It has recently come to light that the Senate Standing Committee on Internal Economy, Budgets, and Administration has constituted a three-member subcommittee to explore whether the living allowance expenses of several senators are legitimate. However, if the problem appears to be widespread, then it will be more than a question of whether a few tens of thousands of dollars need to be returned—it will be a question of whether several senators hold legitimate seats.
Section 23(5) of the Constitution Act, 1867 requires that each member of the Senate "be resident in the Province for which he is appointed." The Honourable Senator Mike Duffy (Prince Edward Island) recently agreed to pay back his living allowances for what he had identified as his "second home" in Ottawa, because it was revealed to be in all material respects his primary residence. This is more than a question of whether the honourable senator claimed public funds inappropriately; it is moreso a question of whether, if he is not primarily resident in Prince Edward Island, he is constitutionally entitled to sit as a senator in the Upper House to start with.
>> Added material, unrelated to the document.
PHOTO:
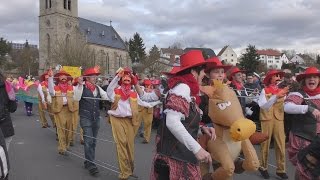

In the event that several senators are found by the internal economy committee to not fulfill the provincial residency requirements, then the Senate could be put in a position where it is required to exercise its section 33 authority under the Constitution Act, 1867, to declare several senators to be "not qualified" and to thereby expel them from the Upper House of Parliament.
This investigation will be conducted over the next several years by The Honourable Senator Elizabeth Marshall Q.C. (Newfoundland and Labrador), the Whip for Her Majesty's Government; The Honourable Senator Gerald Comeau (Nova Scotia); and The Honourable Senator Larry Campbell (British Columbia). The chairperson of the three-person subcommittee, Senator Marshall, previously served as the Auditor General of Newfoundland and Labrador.